Cette technique, découverte récente, fonctionne comme une sorte de ciseaux génétiques : elle permet, de manière simple et peu coûteuse, d’enlever une partie d’un gène, pour éventuellement la remplacer. D’extraordinaires perspectives, notamment thérapeutiques, sont ouvertes. Mais la ligne rouge est franchie quand des scientifiques, en Chine ou en Grande-Bretagne, prétendent, au moyen du CRISPR-Cas9, modifier des embryons. On créerait ainsi des êtres humains transgéniques, avec des mutations génétiques mal maîtrisées. Ne soyons pas naïfs ! C’est jouer avec le feu que de traiter une personne humaine en cobaye… que certains voudront faire naître. Notre génome fait partie du patrimoine mondial de l’humanité. L’UNESCO le reconnait. J’ai donc lancé avec Alliance VITA une pétition pour demander que la France obtienne des instances internationales une régulation du CRISPR-Cas9, avec interdiction de l’utiliser sur l’embryon ou les gamètes.

Au final, quelle utilisation du progrès technique ?

La régulation par l’éthique de l’utilisation des biotechnologies est le défi du millénaire.
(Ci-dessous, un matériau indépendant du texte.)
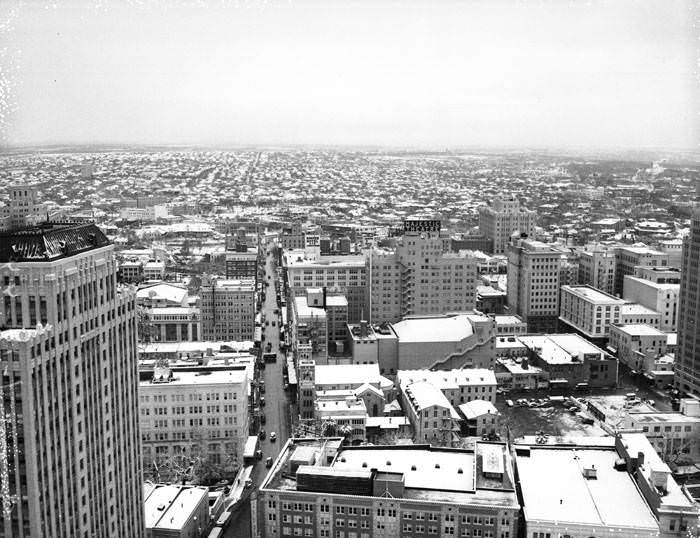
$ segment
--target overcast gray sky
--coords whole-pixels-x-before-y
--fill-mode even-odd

L’homme, qui a mis la main sur l’origine de la vie, doit consentir à sanctuariser son patrimoine génétique s’il ne veut pas être le jouet des apprentis-sorciers. Plus généralement, nos pouvoirs publics sont trop ignorants des sujets « biopolitiques ». Ces sujets conditionnent le long terme, mais sont monopolisés par des multinationales du Web dont la puissance est supérieure à celle des États.

Des questions-clés nous sont aujourd’hui posées : l’homme de demain sera-t-il libre ou programmé ? Serons-nous capables, non seulement de transmettre aux générations futures une planète habitable, mais aussi les précieux repères anthropologiques immémoriaux dont nous avons tous bénéficié ? C’est notre liberté qui est en jeu.